What’s more, she said patient health records are often rife with errors, misdiagnoses, inconsistencies, incorrect billing information and even wrong medication. She said patients usually don’t have access to their own electronic health information.
“A lot of the data about you, you need to see it because who knows if it’s right or not?” she asked. “Who is going to edit your information to take to a new doctor so that new doctor knows which information is true about you? It has to be you. You have the most motivation to know the truth about yourself or your own life.”

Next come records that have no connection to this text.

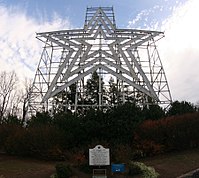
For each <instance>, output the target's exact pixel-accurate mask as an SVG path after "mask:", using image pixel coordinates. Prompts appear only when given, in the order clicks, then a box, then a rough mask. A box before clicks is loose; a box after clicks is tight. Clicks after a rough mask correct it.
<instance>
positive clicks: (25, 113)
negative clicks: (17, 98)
mask: <svg viewBox="0 0 199 178" xmlns="http://www.w3.org/2000/svg"><path fill="white" fill-rule="evenodd" d="M31 83H32V82H31V80H27V79H26V80H25V89H24V91H22V92H21V93H22V96H21V103H22V120H21V124H22V125H23V124H24V123H25V120H26V114H27V112H28V102H29V100H30V97H31V90H32V85H31Z"/></svg>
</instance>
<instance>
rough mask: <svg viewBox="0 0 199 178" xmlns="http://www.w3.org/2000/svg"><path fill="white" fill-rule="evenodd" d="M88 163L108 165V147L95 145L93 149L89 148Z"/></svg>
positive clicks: (102, 165) (108, 154) (98, 145)
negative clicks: (103, 146) (107, 147)
mask: <svg viewBox="0 0 199 178" xmlns="http://www.w3.org/2000/svg"><path fill="white" fill-rule="evenodd" d="M89 165H90V166H107V165H110V153H109V149H108V148H104V147H103V146H102V145H97V146H96V147H95V148H93V149H89Z"/></svg>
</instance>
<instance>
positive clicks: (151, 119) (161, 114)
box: [143, 104, 166, 120]
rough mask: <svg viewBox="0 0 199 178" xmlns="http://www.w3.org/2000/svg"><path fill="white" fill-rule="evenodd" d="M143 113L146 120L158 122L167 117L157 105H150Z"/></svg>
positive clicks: (160, 108)
mask: <svg viewBox="0 0 199 178" xmlns="http://www.w3.org/2000/svg"><path fill="white" fill-rule="evenodd" d="M143 113H144V115H145V118H146V119H150V120H158V119H162V118H164V117H165V115H166V114H165V111H164V110H163V109H162V108H161V107H160V106H159V105H157V104H154V105H149V107H146V106H145V107H144V108H143Z"/></svg>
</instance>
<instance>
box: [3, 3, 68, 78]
mask: <svg viewBox="0 0 199 178" xmlns="http://www.w3.org/2000/svg"><path fill="white" fill-rule="evenodd" d="M41 19H42V18H41ZM41 19H40V20H36V19H34V18H31V17H28V16H27V14H26V12H25V10H23V9H21V8H19V7H14V6H13V7H9V8H8V7H4V6H2V5H0V27H1V28H0V72H1V71H5V70H6V71H11V70H14V71H16V73H17V75H18V77H19V78H20V79H24V78H25V77H28V78H33V77H34V73H35V71H36V67H37V65H38V63H39V59H40V56H41V50H42V45H43V44H41V42H40V41H39V40H37V39H36V38H35V37H36V32H43V31H52V30H58V29H60V30H61V29H68V28H71V25H70V22H69V21H68V20H67V19H61V18H60V17H59V16H58V14H56V13H54V16H53V20H52V21H50V22H49V21H42V20H41Z"/></svg>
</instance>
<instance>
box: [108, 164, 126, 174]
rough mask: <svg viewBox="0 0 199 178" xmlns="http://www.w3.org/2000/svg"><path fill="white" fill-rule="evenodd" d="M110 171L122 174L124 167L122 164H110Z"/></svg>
mask: <svg viewBox="0 0 199 178" xmlns="http://www.w3.org/2000/svg"><path fill="white" fill-rule="evenodd" d="M111 170H112V172H113V173H114V172H124V171H125V166H124V164H112V165H111Z"/></svg>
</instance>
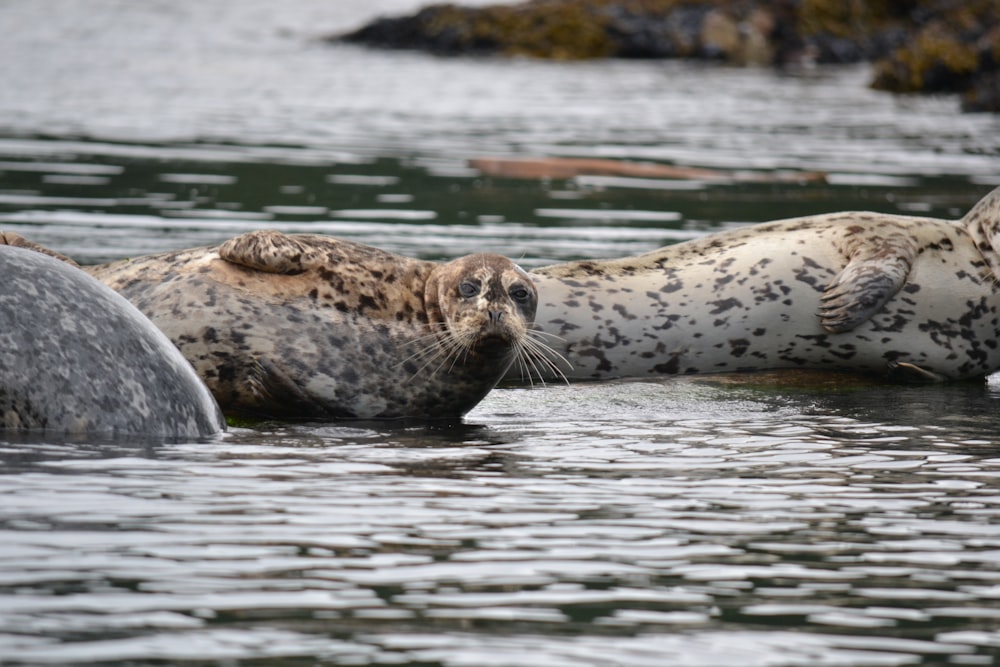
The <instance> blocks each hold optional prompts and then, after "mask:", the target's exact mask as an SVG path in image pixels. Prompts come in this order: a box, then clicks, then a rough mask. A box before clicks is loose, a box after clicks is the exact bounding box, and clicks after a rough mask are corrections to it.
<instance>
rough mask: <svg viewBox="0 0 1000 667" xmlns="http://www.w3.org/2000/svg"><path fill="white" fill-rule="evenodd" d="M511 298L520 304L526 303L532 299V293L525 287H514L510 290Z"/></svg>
mask: <svg viewBox="0 0 1000 667" xmlns="http://www.w3.org/2000/svg"><path fill="white" fill-rule="evenodd" d="M510 298H512V299H514V301H517V302H519V303H524V302H525V301H527V300H529V299H530V298H531V292H529V291H528V288H527V287H525V286H524V285H514V286H513V287H511V288H510Z"/></svg>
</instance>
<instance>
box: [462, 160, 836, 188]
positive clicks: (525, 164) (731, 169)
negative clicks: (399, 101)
mask: <svg viewBox="0 0 1000 667" xmlns="http://www.w3.org/2000/svg"><path fill="white" fill-rule="evenodd" d="M469 166H470V167H472V168H473V169H476V170H478V171H479V172H480V173H482V174H484V175H486V176H495V177H498V178H523V179H546V178H553V179H565V178H575V177H577V176H625V177H630V178H662V179H673V180H704V181H716V182H724V183H725V182H753V183H772V182H774V183H822V182H825V181H826V174H825V173H823V172H819V171H745V170H735V169H706V168H703V167H684V166H678V165H670V164H662V163H658V162H631V161H628V160H613V159H607V158H574V157H518V158H507V157H482V158H475V159H472V160H469Z"/></svg>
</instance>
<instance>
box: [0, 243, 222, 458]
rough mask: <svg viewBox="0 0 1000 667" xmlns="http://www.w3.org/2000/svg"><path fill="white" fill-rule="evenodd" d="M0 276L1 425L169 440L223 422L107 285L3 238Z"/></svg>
mask: <svg viewBox="0 0 1000 667" xmlns="http://www.w3.org/2000/svg"><path fill="white" fill-rule="evenodd" d="M0 236H2V235H0ZM0 240H3V239H0ZM0 277H2V285H3V288H2V289H0V429H4V430H7V431H38V432H41V433H44V435H45V436H46V437H51V436H73V437H77V436H80V437H84V436H86V437H90V436H148V437H155V438H170V439H173V438H200V437H203V436H208V435H212V434H215V433H218V432H219V431H221V430H223V429H224V428H225V423H224V422H223V420H222V415H221V413H220V412H219V408H218V406H217V405H216V403H215V400H214V399H213V398H212V396H211V394H210V393H209V392H208V389H207V388H206V387H205V385H204V384H203V383H202V382H201V380H200V379H199V378H198V376H197V375H196V374H195V372H194V370H193V369H192V368H191V365H190V364H188V362H187V361H186V360H185V359H184V358H183V357H182V356H181V355H180V353H179V352H178V351H177V349H176V348H175V347H174V346H173V345H172V344H171V343H170V341H169V340H168V339H167V338H166V336H164V335H163V334H162V333H161V332H160V331H159V330H158V329H157V328H156V327H155V326H153V324H152V323H151V322H150V321H149V320H148V319H146V317H144V316H143V315H142V314H141V313H140V312H139V311H138V310H136V309H135V308H134V307H133V306H132V305H131V304H130V303H128V302H127V301H126V300H125V299H124V298H122V297H121V296H120V295H118V294H116V293H115V292H113V291H112V290H111V289H109V288H108V287H107V286H105V285H102V284H101V283H99V282H98V281H97V280H95V279H94V278H92V277H90V276H88V275H87V274H86V273H84V272H83V271H81V270H79V269H77V268H74V267H72V266H70V265H68V264H67V263H66V262H63V261H60V260H59V259H57V258H53V257H49V256H46V255H43V254H38V253H36V252H31V251H30V250H26V249H23V248H17V247H12V246H8V245H0Z"/></svg>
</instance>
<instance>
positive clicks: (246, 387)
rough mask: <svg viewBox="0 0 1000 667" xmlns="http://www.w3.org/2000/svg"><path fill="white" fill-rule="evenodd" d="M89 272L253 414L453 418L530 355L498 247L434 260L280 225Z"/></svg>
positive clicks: (128, 261)
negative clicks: (110, 289) (484, 252)
mask: <svg viewBox="0 0 1000 667" xmlns="http://www.w3.org/2000/svg"><path fill="white" fill-rule="evenodd" d="M90 271H91V273H92V275H94V276H95V277H97V278H98V279H99V280H101V281H102V282H104V283H105V284H107V285H109V286H111V287H112V288H114V289H115V290H116V291H118V292H119V293H120V294H122V295H123V296H125V297H126V298H127V299H129V300H130V301H131V302H133V303H134V304H135V305H136V306H137V307H138V308H139V310H141V311H142V312H143V313H145V314H146V315H147V316H148V317H149V318H150V319H151V320H152V321H153V322H154V323H155V324H156V325H157V326H158V327H160V328H161V329H162V330H163V331H164V332H165V333H166V334H167V336H168V337H169V338H170V339H171V340H172V341H173V342H174V343H175V344H176V345H177V347H178V348H179V349H180V350H181V352H182V353H183V354H184V356H185V357H186V358H187V359H188V360H189V361H190V362H191V363H192V364H193V365H194V367H195V369H196V370H197V371H198V373H199V375H200V376H201V377H202V378H203V379H204V380H205V382H206V383H207V384H208V386H209V388H210V389H211V390H212V393H213V394H214V395H215V396H216V398H217V399H218V401H219V403H220V405H221V406H222V408H223V410H224V411H225V412H226V413H227V414H233V415H242V416H249V417H266V418H281V419H393V418H417V419H449V418H455V417H458V416H460V415H462V414H464V413H465V412H467V411H468V410H469V409H471V408H472V407H473V406H475V405H476V404H477V403H478V402H479V401H480V400H482V398H483V397H484V396H485V395H486V394H487V392H489V391H490V389H492V388H493V387H494V385H495V384H496V383H497V382H498V381H499V380H500V379H501V378H502V377H503V375H504V373H505V372H506V371H507V369H508V367H510V366H511V364H512V363H513V362H514V361H515V359H522V362H521V363H525V362H524V361H523V358H524V357H523V355H524V349H525V348H524V342H525V341H526V340H527V337H528V330H529V328H530V327H531V322H532V318H533V316H534V312H535V307H536V291H535V289H534V287H533V285H532V283H531V280H530V278H529V277H528V275H527V274H526V273H525V272H524V271H523V270H521V269H520V268H519V267H517V266H516V265H514V264H513V263H512V262H511V261H510V260H508V259H506V258H503V257H500V256H498V255H470V256H467V257H463V258H460V259H457V260H454V261H452V262H449V263H446V264H438V263H434V262H427V261H421V260H416V259H410V258H407V257H401V256H399V255H395V254H392V253H388V252H384V251H382V250H379V249H377V248H373V247H370V246H365V245H361V244H357V243H352V242H349V241H342V240H338V239H333V238H329V237H323V236H316V235H306V234H303V235H285V234H281V233H279V232H273V231H260V232H251V233H248V234H243V235H241V236H238V237H235V238H233V239H230V240H229V241H227V242H226V243H224V244H222V245H221V246H219V247H212V248H195V249H191V250H184V251H180V252H169V253H163V254H159V255H152V256H148V257H143V258H139V259H136V260H126V261H123V262H117V263H114V264H110V265H106V266H102V267H95V268H92V269H90Z"/></svg>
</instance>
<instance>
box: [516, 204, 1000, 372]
mask: <svg viewBox="0 0 1000 667" xmlns="http://www.w3.org/2000/svg"><path fill="white" fill-rule="evenodd" d="M998 250H1000V188H998V189H996V190H994V191H993V192H992V193H990V194H989V195H987V196H986V197H985V198H984V199H983V200H981V201H980V202H979V203H978V204H977V205H976V206H975V207H974V208H973V209H972V210H970V211H969V213H968V214H967V215H966V216H965V217H963V218H961V219H960V220H957V221H949V220H938V219H934V218H926V217H910V216H899V215H886V214H881V213H865V212H846V213H833V214H828V215H818V216H810V217H801V218H793V219H788V220H779V221H776V222H770V223H762V224H758V225H754V226H750V227H746V228H741V229H736V230H732V231H725V232H720V233H715V234H711V235H708V236H705V237H703V238H700V239H696V240H692V241H688V242H684V243H679V244H677V245H672V246H667V247H664V248H661V249H659V250H655V251H652V252H649V253H646V254H643V255H639V256H636V257H626V258H622V259H609V260H601V261H591V260H584V261H576V262H569V263H565V264H557V265H553V266H548V267H544V268H539V269H536V270H534V271H533V272H532V279H533V280H534V281H535V285H536V287H537V288H538V292H539V306H538V312H537V314H536V318H535V325H536V327H537V328H538V329H540V330H541V331H542V332H544V333H545V334H547V335H548V337H549V338H548V339H547V340H548V342H549V343H550V344H551V346H552V347H553V348H554V349H556V350H558V351H559V352H560V353H561V354H562V355H563V356H564V357H565V358H566V359H567V360H568V361H569V362H570V363H571V364H572V368H564V369H563V373H564V375H565V376H566V377H567V378H569V379H602V378H615V377H638V378H644V377H654V376H660V375H674V374H693V373H719V372H734V371H751V370H763V369H780V368H825V369H838V370H846V371H854V372H863V373H874V374H878V375H882V376H885V377H889V378H892V379H898V380H902V381H911V380H912V381H941V380H958V379H963V378H973V377H978V376H983V375H985V374H988V373H991V372H993V371H996V370H997V369H1000V319H998V317H1000V316H998V313H997V309H998V306H1000V287H998V276H1000V270H998V269H1000V254H998Z"/></svg>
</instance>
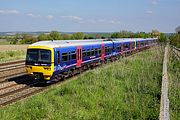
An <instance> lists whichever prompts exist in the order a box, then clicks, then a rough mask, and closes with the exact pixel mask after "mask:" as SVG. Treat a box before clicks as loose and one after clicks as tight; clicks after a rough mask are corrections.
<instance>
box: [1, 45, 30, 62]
mask: <svg viewBox="0 0 180 120" xmlns="http://www.w3.org/2000/svg"><path fill="white" fill-rule="evenodd" d="M27 46H28V45H0V63H2V62H7V61H14V60H19V59H25V54H26V50H27Z"/></svg>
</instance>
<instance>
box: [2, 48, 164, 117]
mask: <svg viewBox="0 0 180 120" xmlns="http://www.w3.org/2000/svg"><path fill="white" fill-rule="evenodd" d="M163 51H164V47H160V46H159V47H154V48H151V49H149V50H146V51H143V52H140V53H137V54H135V55H132V56H130V57H128V58H123V59H121V60H119V61H117V62H114V63H108V64H107V65H103V66H102V67H100V68H96V69H94V70H89V71H87V72H85V73H83V74H81V75H78V76H77V77H75V78H73V79H72V81H71V82H70V83H67V84H65V85H57V86H56V87H54V88H51V89H49V90H48V91H45V92H43V93H40V94H38V95H35V96H33V97H30V98H28V99H26V100H23V101H19V102H17V103H16V104H13V105H10V106H7V107H4V108H1V109H0V116H1V119H4V120H7V119H77V120H79V119H122V120H126V119H154V120H157V119H158V117H159V108H160V95H161V93H160V92H161V80H162V63H163Z"/></svg>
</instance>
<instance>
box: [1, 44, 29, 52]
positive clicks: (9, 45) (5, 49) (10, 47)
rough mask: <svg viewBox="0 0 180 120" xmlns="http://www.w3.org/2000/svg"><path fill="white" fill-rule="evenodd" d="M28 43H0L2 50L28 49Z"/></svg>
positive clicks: (24, 49) (21, 49)
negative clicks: (16, 43) (18, 44)
mask: <svg viewBox="0 0 180 120" xmlns="http://www.w3.org/2000/svg"><path fill="white" fill-rule="evenodd" d="M27 47H28V45H0V51H14V50H23V51H26V50H27Z"/></svg>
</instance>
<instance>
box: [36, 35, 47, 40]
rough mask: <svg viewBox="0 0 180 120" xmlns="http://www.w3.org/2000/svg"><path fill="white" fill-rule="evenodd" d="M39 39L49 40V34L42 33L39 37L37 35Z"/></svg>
mask: <svg viewBox="0 0 180 120" xmlns="http://www.w3.org/2000/svg"><path fill="white" fill-rule="evenodd" d="M37 39H38V41H42V40H48V35H46V34H40V35H39V36H38V37H37Z"/></svg>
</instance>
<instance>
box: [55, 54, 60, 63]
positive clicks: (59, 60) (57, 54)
mask: <svg viewBox="0 0 180 120" xmlns="http://www.w3.org/2000/svg"><path fill="white" fill-rule="evenodd" d="M56 57H57V64H60V52H59V51H57V54H56Z"/></svg>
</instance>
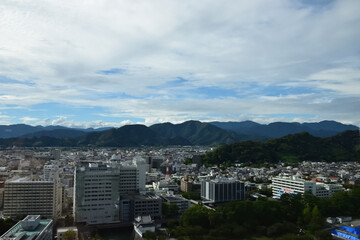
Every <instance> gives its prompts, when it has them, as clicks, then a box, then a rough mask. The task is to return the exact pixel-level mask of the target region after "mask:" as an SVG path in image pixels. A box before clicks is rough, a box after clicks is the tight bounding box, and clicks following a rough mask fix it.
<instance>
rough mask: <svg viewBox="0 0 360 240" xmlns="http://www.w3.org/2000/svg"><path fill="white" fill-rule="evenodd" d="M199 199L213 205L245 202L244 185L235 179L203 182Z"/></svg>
mask: <svg viewBox="0 0 360 240" xmlns="http://www.w3.org/2000/svg"><path fill="white" fill-rule="evenodd" d="M201 197H202V198H203V199H204V200H207V201H210V202H213V203H217V202H228V201H241V200H245V185H244V182H241V181H238V180H235V179H226V178H218V179H214V180H203V181H201Z"/></svg>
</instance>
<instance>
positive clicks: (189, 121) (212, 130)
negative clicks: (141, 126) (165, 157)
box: [150, 121, 240, 145]
mask: <svg viewBox="0 0 360 240" xmlns="http://www.w3.org/2000/svg"><path fill="white" fill-rule="evenodd" d="M150 128H151V129H152V130H154V131H155V132H157V133H158V134H159V135H160V136H162V137H165V138H174V137H181V138H184V139H186V140H187V141H189V142H190V143H191V145H219V144H229V143H233V142H236V141H239V140H240V139H239V136H238V135H237V134H235V133H234V132H229V131H225V130H223V129H220V128H218V127H216V126H213V125H211V124H208V123H202V122H199V121H187V122H184V123H181V124H171V123H162V124H155V125H152V126H151V127H150Z"/></svg>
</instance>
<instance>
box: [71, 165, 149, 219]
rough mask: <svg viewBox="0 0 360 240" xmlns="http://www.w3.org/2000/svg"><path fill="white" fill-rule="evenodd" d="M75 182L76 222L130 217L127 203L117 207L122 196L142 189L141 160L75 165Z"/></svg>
mask: <svg viewBox="0 0 360 240" xmlns="http://www.w3.org/2000/svg"><path fill="white" fill-rule="evenodd" d="M74 184H75V185H74V207H73V211H74V220H75V222H85V223H87V224H106V223H116V222H119V221H121V219H129V217H128V216H127V214H128V213H127V212H126V211H127V210H126V207H125V206H124V208H123V209H122V208H121V207H120V200H121V199H122V196H124V195H129V194H131V195H136V194H139V193H140V192H142V191H143V190H144V189H145V166H144V164H143V163H142V162H141V161H134V162H129V163H121V164H120V163H106V164H104V163H89V164H88V165H85V166H80V167H77V168H76V171H75V183H74ZM129 207H130V205H129ZM122 210H124V211H125V212H122ZM129 216H130V215H129ZM132 220H133V218H132V219H131V221H132Z"/></svg>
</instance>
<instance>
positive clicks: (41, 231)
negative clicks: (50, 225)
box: [0, 215, 52, 240]
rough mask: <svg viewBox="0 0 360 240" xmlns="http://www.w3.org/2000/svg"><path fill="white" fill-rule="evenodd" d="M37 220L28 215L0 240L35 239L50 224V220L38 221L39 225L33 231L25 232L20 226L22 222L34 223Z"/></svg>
mask: <svg viewBox="0 0 360 240" xmlns="http://www.w3.org/2000/svg"><path fill="white" fill-rule="evenodd" d="M36 219H37V216H33V215H29V216H27V217H26V218H24V220H22V221H19V222H18V223H17V224H15V225H14V226H13V227H12V228H10V229H9V230H8V231H7V232H6V233H4V234H3V235H2V236H1V237H0V240H16V239H21V240H32V239H36V237H37V236H38V235H39V234H40V233H41V232H42V231H43V230H44V229H45V228H46V227H48V226H49V225H51V224H52V220H51V219H43V220H40V221H39V224H38V225H37V226H36V228H34V229H33V230H25V229H24V228H23V226H22V223H23V221H34V220H36Z"/></svg>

Fighting for patient privacy protections
Peel said PPR helped fight for patient privacy protections added to the recent stimulus bill.
“We did not get back the right to control our personal information, but we did get a ban on the sale of protected health information,” she said. “We don’t know when they’re going to implement that. It’s going to be a nasty fight.”
She said citizens were also given the right to “segment” sensitive information.
“Under state laws, we all have the right to segment all kinds of sensitive information on genetics, sexually transmitted diseases, mental health, addiction, all kinds of categories of information that require higher levels of protections,” she said. “We got that reinforced at the federal level so data miners can’t preempt all the state laws.”
The stimulus also provided a brand new right to audit trails so patients can see who handles their information.
“We got three years of audit trails in. We think people are going to faint when they see how many people get into their records that they never would have imagined for purposes that they’ve never heard of,” Peel said.
But she said patients are still facing some major setbacks: “The stimulus funds are going to go out without the requirement that systems do any of these things for three to six years. So, all of our data is going to be sold. The administration and the committees advising the administration and the HHS and the Office of the National Coordinator have put all of the consumer protections dead last.”
Furthermore, Peel said the stimulus bill requires every American to have an electronic medical record by 2014.
“That was in the stimulus bill,” she said. “Every one of those records will be data mined without our consent for a myriad of uses that have never been discussed with the public.”
What can patients do to protect their private health information?
Peel said PPR is setting up a petition for a national “Do Not Disclose” list. She said citizens should sign that petition when it is released.
“If you are on that list, anyone who holds your health data can’t use it or move it without your informed consent,” she explained. “We are trying to get this thing running in the next week or so. There has to be a way to opt-out and to control data. We have to start putting the control back in the hands of patients.”
She continued, “We also have a consumer tool kit they can take to doctors and hospitals to assert their rights. Put them on notice that you can’t do this to me under state law. Nobody knows to assert their rights. They will tell you they can’t do it, but you’ve put them on legal notice.”
Peel said patients can also write lawmakers, though she said they are up against several insurance company lobbyists who lobby Congress every day.
“The number of lobbyists is absurd, and they are paying millions of dollars because the information is worth millions to deny your claims, to deny payments, to deny insurance and to share the information with your bosses.”
On one hand, Peel said, Americans have heard HIPAA protects privacy. On the other hand, there’s a part of them that knows HIPAA doesn’t offer enough protections.
“It’s really our fundamental liberty,” she said. “Are we going to become a giant surveillance state, or do Americans have a right to be left alone? Do we have a right to privacy, a right to have our sensitive data under our control?”